The gaussian SVM could perform in this dataset, but even with NR = 0 and dims = 10 the performance is below 90%. I assume, that I should've tested a larger range of $\gamma$ values, but since this script takes a long time to compute, and I've already run it over and over for more than a week, I decided that enough was enough. For NR = 1 the performance already gets pretty bad, and only stays above chance level for dims of 10 or 30. This drop is quite a bit larger than in the linear dataset, but the TIL also dropped stronger in this dataset, and the peak of the dims = 10 line actually is only ~7% below the TIL, which is better than in the NR = 0 condition. With NR > 1 classification attempts basically become pointless.

Results of the circle dataset with center offset

The results from the third dataset are pretty much a mix of the previous ones. The linear SVM reaches mediocre performance, although it's obviously worse than in the linear dataset, and is still outperformed by the gaussian SVM.

Also it can be seen that this dataset is not as noise sensitive as the last one.

So far I would conclude that, given there is enough computation time, it is always better to use a non linear SVM in scenarios like these. The reason for this statement is that both kernels perform essentially identical on the linear data, but the gaussian kernel can also handle non linear data. Generally SVMs are surprisingly good at handling the scenario of $p \geq n$ (p: number of features, n: number of observations). Even with p = 200 and n = 100 The SVMs generally still reach acceptable classification accuracies for NR = 0. But generally it becomes problematic when noise is involved.

Comparing classifiers

After all of this, I still had the question of how well other classifiers would perform under these circumstances. Therefore I compared the two SVMs to a Random Forrest and a Gradient Boosting classifier. This time I used a training, a test, and an evaluation set. The test set was used to optimize the classifiers parameters, while the evaluation set was used to get the final performance scores of the optimized classifiers for the sake of comparison. For the optimization I tested the following parameters:

SVM(lin): C: [0.1, 1, 10]
SVM(rbf):
C: [0.1, 1, 10]
$\gamma$ : [0.001, 0.01, 0.1, 1, 10, 100]
RF:
minimal number of observations per leave: [2, 5, 10, 20]
number of features per split: [ $\sqrt{n}, \log_2(n), n$ ]
GBM:
learning rate: [0.001, 0.01, 0.1]
maximum tree depth: [3, 6, 9]

Also I made some changes to the datasets. I used only the centered circle and the linear one, and introduced NR=0.5 while I removed NR=3. Then, I used both datasets twice. First, with a training set size of 100 observations and then with a training set size of 1000 observations. This would allow me to compare the classifiers on ratios of p to n that wouldn't make sense with 100 observations.

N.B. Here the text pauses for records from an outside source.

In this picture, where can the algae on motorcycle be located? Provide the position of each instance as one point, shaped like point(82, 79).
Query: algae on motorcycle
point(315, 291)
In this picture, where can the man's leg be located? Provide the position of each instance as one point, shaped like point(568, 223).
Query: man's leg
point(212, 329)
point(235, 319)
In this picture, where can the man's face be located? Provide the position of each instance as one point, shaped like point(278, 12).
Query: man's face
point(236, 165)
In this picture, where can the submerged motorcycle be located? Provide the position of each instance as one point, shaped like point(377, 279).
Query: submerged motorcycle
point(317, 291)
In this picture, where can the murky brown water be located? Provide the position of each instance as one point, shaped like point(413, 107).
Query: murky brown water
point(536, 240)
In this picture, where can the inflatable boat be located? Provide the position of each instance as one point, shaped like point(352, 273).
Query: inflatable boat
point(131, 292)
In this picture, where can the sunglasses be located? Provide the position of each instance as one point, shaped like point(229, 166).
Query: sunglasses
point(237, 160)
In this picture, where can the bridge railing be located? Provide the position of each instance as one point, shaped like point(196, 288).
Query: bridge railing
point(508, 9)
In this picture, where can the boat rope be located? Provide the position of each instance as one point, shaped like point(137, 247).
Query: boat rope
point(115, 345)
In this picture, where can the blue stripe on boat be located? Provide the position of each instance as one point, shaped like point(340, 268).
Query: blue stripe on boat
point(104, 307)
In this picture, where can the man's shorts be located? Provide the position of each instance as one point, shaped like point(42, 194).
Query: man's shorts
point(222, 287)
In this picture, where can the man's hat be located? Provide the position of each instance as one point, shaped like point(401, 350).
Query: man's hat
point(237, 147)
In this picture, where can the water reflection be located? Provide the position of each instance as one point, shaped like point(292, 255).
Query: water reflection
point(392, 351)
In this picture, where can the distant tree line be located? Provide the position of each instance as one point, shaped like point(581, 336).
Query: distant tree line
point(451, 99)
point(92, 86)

These are the results: (this time I didn't include a C-value, therefore it is only one figure with the number of features along the x-Axis, the dataset along the rows and the NR along the cols)

There are 2 clear groups, the first one are the two SVMs, and the second one are the RF and the GBM. Not surprising, given how related these classifiers are. When comparing the plots to the TILs it can be seen, that the SVM basically performs on the level of the TIL if $n \geq 10p$ . Good old rules of thumb. It's nice to see evidence for them.

Also it seems that SVM actually are a lot better at dealing with the data than the RF and the GBM. I included the big samples because I expected the second group to surpass the first one there, and I'm quite surprised that it does not. But since the second group is nearly on par with the first one for dim=10 and n=1000 and then falls of exponentially while the SVMs only fall linearly, I assume to have a good chance with these decision tree based models you need $n > 100p$ . While the SVM still works reasonably wll with $n = 5p$ , which I would call quite a feature.

None the less, in neuroimaging papers, you commonly see people with less than 100 observations using 1000 and more features, and I suspect that these results might be noise artifacts. Then again, the results often make a lot of sense when looking at the brain areas from which they originated, so maybe the classifiers are actually able to pick up the remaining 2-5% of information.